Mental health experts welcomed the Government's decision to commission a rapid review into the safety of mental health patients in England but said it must be followed up by adequate funding to create better services.
Maria Caulfield, the minister responsible for mental health, said she was ordering the review as an "essential first step" to improving the quality of treatment following reports of "unsafe, poor-quality inpatient care in mental health, learning disability, and autism settings".
The review will be led by Dr Geraldine Strathdee, who currently chairs the Essex Mental Health Independent Inquiry looking into the deaths of around 2000 patients treated at a mental health ward in Essex between 2000 and 2020.
Ms Caulfield said that the rapid review would be separate from, but complementary to, the Essex inquiry. Announcing the move in a Commons written statement on Monday, she said: "Dr Strathdee brings a wealth of experience from working for over 20 years in senior roles in mental health policy, regulation, and clinical management, at national and regional levels."
Identifying Patient Safety Risks
Ms Caulfield said the investigation would "focus on what data and evidence is currently available to healthcare services, including information provided by patients and families, and how we can use this data and evidence more effectively to identify patient safety risks and failures in care". Dr Strathdee had "a longstanding passion for using data to improve services", she said.
The minister told MPs: "NHS England has also established a 3-year quality improvement programme which seeks to tackle the root causes of unsafe, poor-quality inpatient care in mental health, learning disability and autism settings. My officials will continue to work closely with their colleagues in NHS England to make sure the review is aligned with and complementary to the quality improvement programme.

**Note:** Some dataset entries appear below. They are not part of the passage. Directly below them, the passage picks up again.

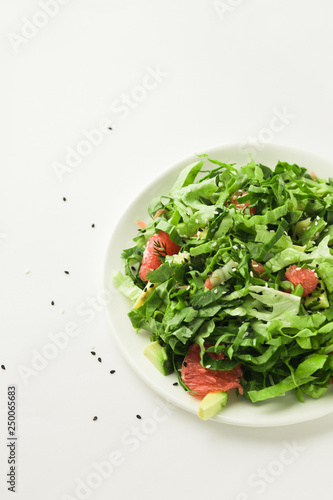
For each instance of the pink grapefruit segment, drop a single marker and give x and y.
(203, 380)
(305, 277)
(157, 244)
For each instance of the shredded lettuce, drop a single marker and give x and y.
(242, 228)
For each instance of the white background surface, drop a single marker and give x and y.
(225, 76)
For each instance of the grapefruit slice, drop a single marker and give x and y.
(158, 245)
(305, 277)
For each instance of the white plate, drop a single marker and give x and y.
(279, 411)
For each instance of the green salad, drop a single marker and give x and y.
(233, 278)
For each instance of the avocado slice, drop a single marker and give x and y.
(211, 404)
(158, 356)
(317, 299)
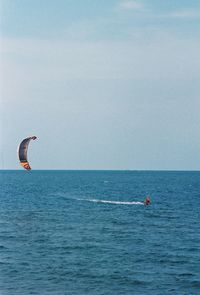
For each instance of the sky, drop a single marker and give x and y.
(104, 84)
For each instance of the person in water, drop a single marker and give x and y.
(147, 201)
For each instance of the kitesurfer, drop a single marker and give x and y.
(147, 201)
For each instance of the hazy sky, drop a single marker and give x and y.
(104, 84)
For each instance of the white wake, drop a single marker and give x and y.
(112, 202)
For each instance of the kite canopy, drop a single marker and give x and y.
(22, 152)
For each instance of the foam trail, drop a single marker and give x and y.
(112, 202)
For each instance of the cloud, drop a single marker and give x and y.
(183, 14)
(131, 5)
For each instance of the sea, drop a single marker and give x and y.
(89, 233)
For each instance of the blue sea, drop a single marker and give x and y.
(83, 233)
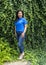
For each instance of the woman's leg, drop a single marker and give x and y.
(20, 44)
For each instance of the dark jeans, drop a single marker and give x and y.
(20, 41)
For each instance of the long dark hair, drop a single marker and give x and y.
(17, 14)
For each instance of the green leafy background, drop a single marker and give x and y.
(35, 13)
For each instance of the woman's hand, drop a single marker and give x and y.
(23, 34)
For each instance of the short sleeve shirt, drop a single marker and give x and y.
(20, 24)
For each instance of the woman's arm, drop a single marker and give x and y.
(24, 30)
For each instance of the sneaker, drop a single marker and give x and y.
(21, 56)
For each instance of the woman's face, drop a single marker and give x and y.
(19, 14)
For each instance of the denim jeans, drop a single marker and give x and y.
(20, 41)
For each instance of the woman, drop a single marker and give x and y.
(20, 31)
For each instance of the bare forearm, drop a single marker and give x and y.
(25, 29)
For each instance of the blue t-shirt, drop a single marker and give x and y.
(19, 24)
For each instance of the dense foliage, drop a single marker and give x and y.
(35, 13)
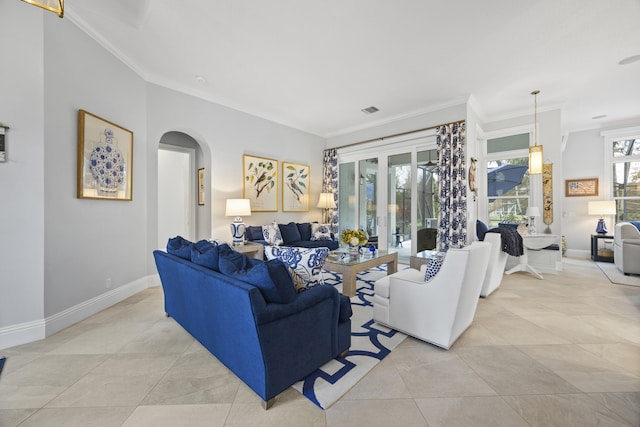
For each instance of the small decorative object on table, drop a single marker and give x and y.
(353, 238)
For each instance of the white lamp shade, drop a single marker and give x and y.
(326, 201)
(601, 208)
(532, 211)
(238, 207)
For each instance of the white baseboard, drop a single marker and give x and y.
(11, 336)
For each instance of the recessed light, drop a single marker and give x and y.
(629, 60)
(370, 110)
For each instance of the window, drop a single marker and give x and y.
(507, 179)
(625, 177)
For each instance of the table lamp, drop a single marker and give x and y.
(532, 213)
(326, 202)
(602, 208)
(238, 208)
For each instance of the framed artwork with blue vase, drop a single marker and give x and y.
(105, 159)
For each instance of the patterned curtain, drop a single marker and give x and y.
(330, 184)
(452, 217)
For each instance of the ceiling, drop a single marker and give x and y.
(315, 65)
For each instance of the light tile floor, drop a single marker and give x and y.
(563, 351)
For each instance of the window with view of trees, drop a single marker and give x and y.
(507, 179)
(625, 163)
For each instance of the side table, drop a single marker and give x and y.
(598, 254)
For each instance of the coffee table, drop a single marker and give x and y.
(350, 267)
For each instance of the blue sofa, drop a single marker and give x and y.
(269, 345)
(293, 234)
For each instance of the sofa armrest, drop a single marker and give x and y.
(304, 300)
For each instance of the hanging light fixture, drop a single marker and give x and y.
(535, 150)
(55, 6)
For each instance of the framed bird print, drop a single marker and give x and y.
(259, 183)
(295, 187)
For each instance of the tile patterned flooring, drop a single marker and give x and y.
(563, 351)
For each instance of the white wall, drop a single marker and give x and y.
(22, 176)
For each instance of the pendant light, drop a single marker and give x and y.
(535, 150)
(55, 6)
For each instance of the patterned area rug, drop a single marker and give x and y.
(370, 343)
(615, 276)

Investment in Mental Health
Announcement of a review was welcomed by NHS Providers which said that trust leaders had been "extremely concerned about the unacceptable reports of abuse and poor care in mental health services in recent months". Miriam Deakin, interim deputy chief executive, said: "We hope this rapid review will identify and support the immediate action that's needed to improve patient safety and eliminate abuse in mental health services. We're pleased the minister has stressed the review will align with other work already underway in this area. It's really important there is a clear, consistent message about where to prioritise and focus efforts and resources."

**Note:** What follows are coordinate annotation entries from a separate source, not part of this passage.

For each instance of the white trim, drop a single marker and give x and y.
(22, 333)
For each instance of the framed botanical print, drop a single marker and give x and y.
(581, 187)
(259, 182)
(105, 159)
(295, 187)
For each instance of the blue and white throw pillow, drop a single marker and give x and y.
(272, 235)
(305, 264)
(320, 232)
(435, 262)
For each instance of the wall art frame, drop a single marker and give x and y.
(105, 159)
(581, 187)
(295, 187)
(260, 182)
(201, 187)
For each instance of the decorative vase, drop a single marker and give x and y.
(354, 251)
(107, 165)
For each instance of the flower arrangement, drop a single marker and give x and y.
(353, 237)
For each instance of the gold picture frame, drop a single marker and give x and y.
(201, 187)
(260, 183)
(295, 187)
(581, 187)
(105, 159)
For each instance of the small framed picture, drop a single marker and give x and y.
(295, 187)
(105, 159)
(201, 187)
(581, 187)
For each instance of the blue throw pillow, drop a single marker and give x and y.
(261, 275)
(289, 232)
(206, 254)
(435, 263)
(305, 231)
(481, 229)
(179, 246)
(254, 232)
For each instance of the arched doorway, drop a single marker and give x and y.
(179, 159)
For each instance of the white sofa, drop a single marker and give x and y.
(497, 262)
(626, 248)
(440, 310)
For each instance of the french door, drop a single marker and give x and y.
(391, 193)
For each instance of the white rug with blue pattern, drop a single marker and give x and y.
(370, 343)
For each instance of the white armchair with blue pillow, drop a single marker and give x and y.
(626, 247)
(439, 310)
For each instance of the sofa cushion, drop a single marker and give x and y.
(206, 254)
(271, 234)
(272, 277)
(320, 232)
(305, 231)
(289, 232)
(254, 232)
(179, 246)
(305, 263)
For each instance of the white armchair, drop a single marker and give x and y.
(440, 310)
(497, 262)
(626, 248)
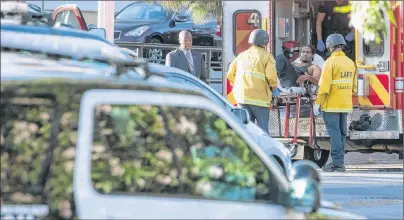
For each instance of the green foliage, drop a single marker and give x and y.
(142, 157)
(199, 10)
(367, 17)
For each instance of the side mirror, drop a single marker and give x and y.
(171, 24)
(304, 195)
(99, 32)
(181, 18)
(91, 26)
(242, 114)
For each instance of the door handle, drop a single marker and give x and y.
(359, 64)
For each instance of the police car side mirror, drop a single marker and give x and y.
(242, 114)
(304, 195)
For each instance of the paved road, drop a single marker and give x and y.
(373, 189)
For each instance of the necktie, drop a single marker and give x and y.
(188, 55)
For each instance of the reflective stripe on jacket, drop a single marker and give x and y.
(253, 75)
(338, 83)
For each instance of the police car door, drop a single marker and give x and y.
(124, 167)
(239, 19)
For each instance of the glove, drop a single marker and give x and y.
(297, 90)
(320, 46)
(316, 109)
(349, 36)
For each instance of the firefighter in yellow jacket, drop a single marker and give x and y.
(253, 77)
(338, 83)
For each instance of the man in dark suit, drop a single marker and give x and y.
(186, 59)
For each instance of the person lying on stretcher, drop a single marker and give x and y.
(292, 75)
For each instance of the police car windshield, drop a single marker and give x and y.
(141, 11)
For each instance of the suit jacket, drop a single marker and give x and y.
(178, 60)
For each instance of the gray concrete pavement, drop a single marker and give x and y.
(371, 187)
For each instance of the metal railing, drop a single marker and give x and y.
(156, 53)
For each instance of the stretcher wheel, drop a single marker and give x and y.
(319, 158)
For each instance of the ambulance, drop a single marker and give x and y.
(376, 123)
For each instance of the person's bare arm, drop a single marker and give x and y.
(313, 75)
(319, 27)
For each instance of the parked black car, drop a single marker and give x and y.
(151, 23)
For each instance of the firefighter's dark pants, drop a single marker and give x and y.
(336, 125)
(261, 114)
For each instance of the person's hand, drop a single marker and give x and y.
(302, 78)
(297, 90)
(316, 109)
(349, 36)
(320, 46)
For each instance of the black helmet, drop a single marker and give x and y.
(259, 37)
(335, 40)
(305, 169)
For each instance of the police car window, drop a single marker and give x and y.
(244, 22)
(173, 151)
(155, 12)
(200, 87)
(68, 17)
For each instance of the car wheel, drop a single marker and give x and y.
(155, 55)
(320, 157)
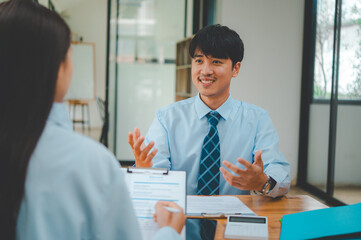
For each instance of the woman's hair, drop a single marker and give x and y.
(33, 43)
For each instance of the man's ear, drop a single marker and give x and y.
(236, 68)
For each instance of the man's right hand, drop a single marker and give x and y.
(141, 152)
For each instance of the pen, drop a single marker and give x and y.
(172, 209)
(220, 214)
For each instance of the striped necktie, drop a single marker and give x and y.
(208, 178)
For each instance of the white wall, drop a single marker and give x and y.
(89, 20)
(270, 76)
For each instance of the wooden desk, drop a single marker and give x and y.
(274, 209)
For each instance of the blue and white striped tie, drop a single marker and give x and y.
(208, 178)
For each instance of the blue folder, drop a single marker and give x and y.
(329, 223)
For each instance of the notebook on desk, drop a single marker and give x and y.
(329, 223)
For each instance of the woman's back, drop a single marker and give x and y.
(74, 188)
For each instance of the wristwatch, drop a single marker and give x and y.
(266, 186)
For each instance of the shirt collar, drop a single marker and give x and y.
(59, 116)
(202, 109)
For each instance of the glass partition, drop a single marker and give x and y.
(145, 33)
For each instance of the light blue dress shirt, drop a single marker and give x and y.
(75, 189)
(178, 131)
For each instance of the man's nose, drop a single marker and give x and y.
(207, 69)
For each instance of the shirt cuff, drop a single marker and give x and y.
(166, 233)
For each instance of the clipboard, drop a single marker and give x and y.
(146, 186)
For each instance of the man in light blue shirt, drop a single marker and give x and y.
(249, 148)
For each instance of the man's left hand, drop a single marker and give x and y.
(252, 178)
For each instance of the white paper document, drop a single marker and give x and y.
(215, 206)
(147, 186)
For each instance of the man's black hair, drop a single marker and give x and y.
(218, 41)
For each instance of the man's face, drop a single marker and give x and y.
(212, 76)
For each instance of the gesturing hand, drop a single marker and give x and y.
(141, 152)
(250, 178)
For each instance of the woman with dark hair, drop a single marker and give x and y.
(54, 184)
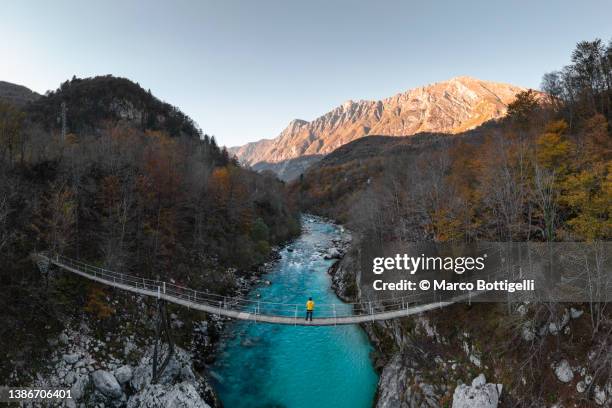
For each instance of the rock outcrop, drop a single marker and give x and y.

She stressed that "inadequate resourcing and structural challenges" must be addressed too.
Sarah Hughes, chief executive of the mental health charity Mind, said: "This review needs to gather information on the much deeper-set systemic failings in mental health care, and establish what works in successful mental health settings that provide therapeutic and safe care." But she also called for "political leadership and willingness to invest in mental health to address the gaping holes in mental health care in England and Wales."
Mark Winstanley, the chief executive of Rethink Mental Illness, also welcomed the review but cautioned that it "can only succeed if staff and leadership teams engage". Earlier this month Dr Strathdee complained that her non-statutory public inquiry into mental health patient deaths in Essex was at risk because few current and former staff had come forward with evidence.